Equity and Diversity

The ACDS supports the inclusion of a commitment to equity and diversity in the ARC act.

In terms of process, it sees merit in the quota systems being explored by the NHMRC. Such a quota system should align with progress towards discipline-specific diversity targets and ‘stretch targets’, and act as an enabler to achieve these. Diversity should be considered in the broadest sense, including, but not limited to, gender. 


The ACDS supports the reinstatement of a Governing Board as articulated in the ARC Consultation paper, including the proposed terms of reference. Board members need to be recognised for a deep understanding of and commitment to fundamental research and its role in the research value chain. The Board needs to be accountable for ensuring that the ARC addresses the broader purposes of the agency.

The ACDS accepts that it is the Minister’s responsibility to ensure that the Board and CEO are acting in accordance with the ARC Act, delivering on the broad outcomes agreed upon, and acting in the national interest generally. Ministerial interventions should be with the Board and CEO. The ACDS does not agree that the Minister should have the power to reject individual grants which have been exhaustively reviewed by specialists in relevant discipline areas.

Grant Approval

The ACDS is aware of the reference to the Haldane Principle (that funding priorities should be determined by experts and not by politicians) in the submission to this Review by Science and Technology Australia.

The ACDS strongly supports the inclusion of the Haldane Principle in the ARC act as a means of enshrining appropriately the role of peer review.

National Interest Test

It is essential that federal funding is supporting activities that will ultimately benefit Australians, however it is critical that this is considered in the broadest sense. This may include immediate or medium-term impacts on the development of products or technologies, or important changes to policies or procedures, but must also include long-term benefits arising from new knowledge, that may not yet be able to be articulated. The reputational benefits of internationally recognized research excellence and impact must also be valued when considering the national benefit of research.

In terms of who considers any such statements, the ACDS is of the firm view that this should also align with the Haldane Principle, this is that this be limited to per reviewers and the College of Experts, and not influenced by political points of view which may not always be in the long term interests of research outcomes.

ERA and EI

The ACDS believes that the ERA no longer serves a useful purpose.
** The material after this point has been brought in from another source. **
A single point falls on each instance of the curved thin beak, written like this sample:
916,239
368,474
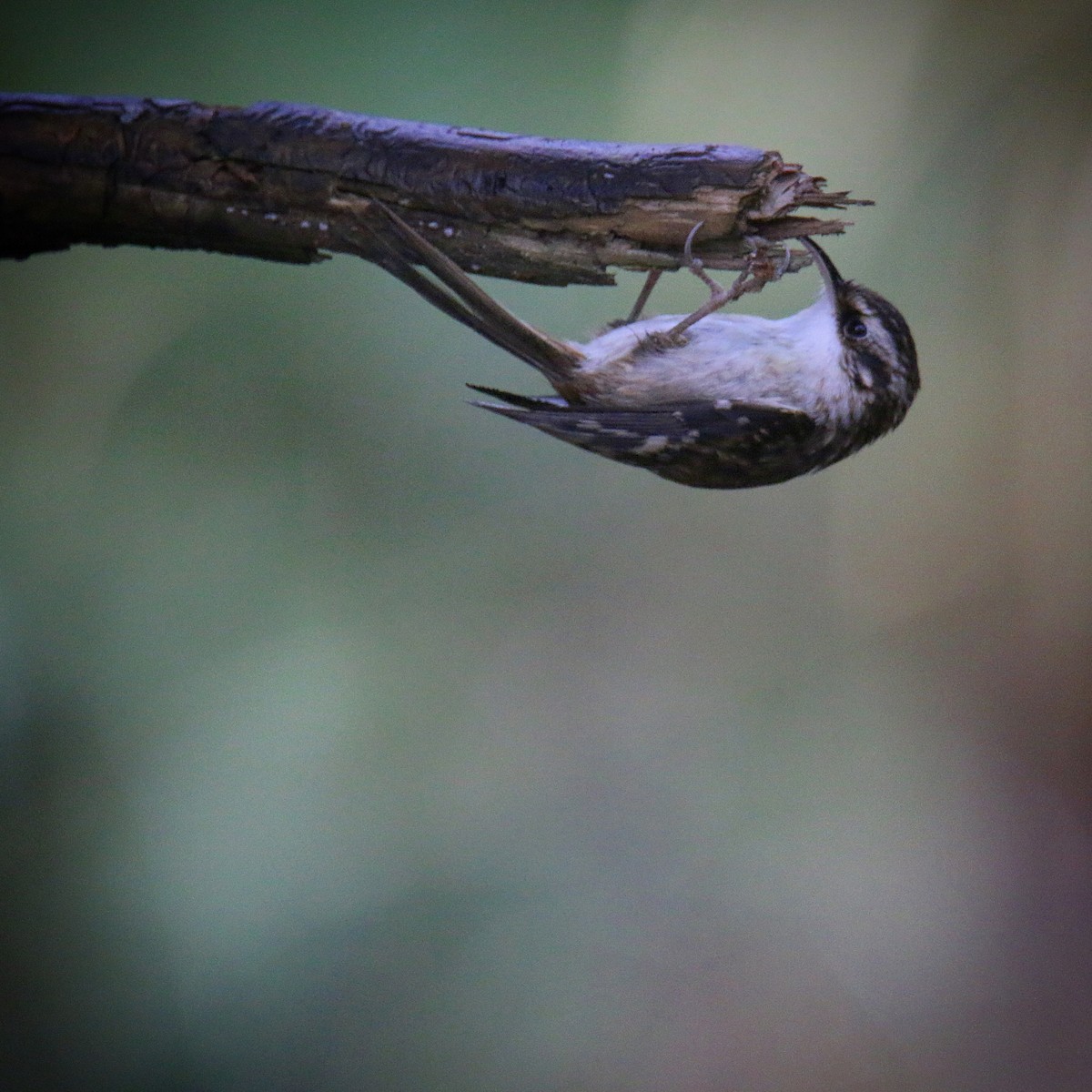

It diverts resources, both in money and human effort, from more important research initiatives. We understand that this view is widely shared.

The ACDS is supportive of quality assurance in respect of Australia’s research effort and the deployment of limited funds to support that effort. How this is best done is a matter to be explored separately.

The ACDS is also supportive of some form of Engagement and Impact exercise, in line with assuring the quality of the engagement of fundamental research in the wider research value chain.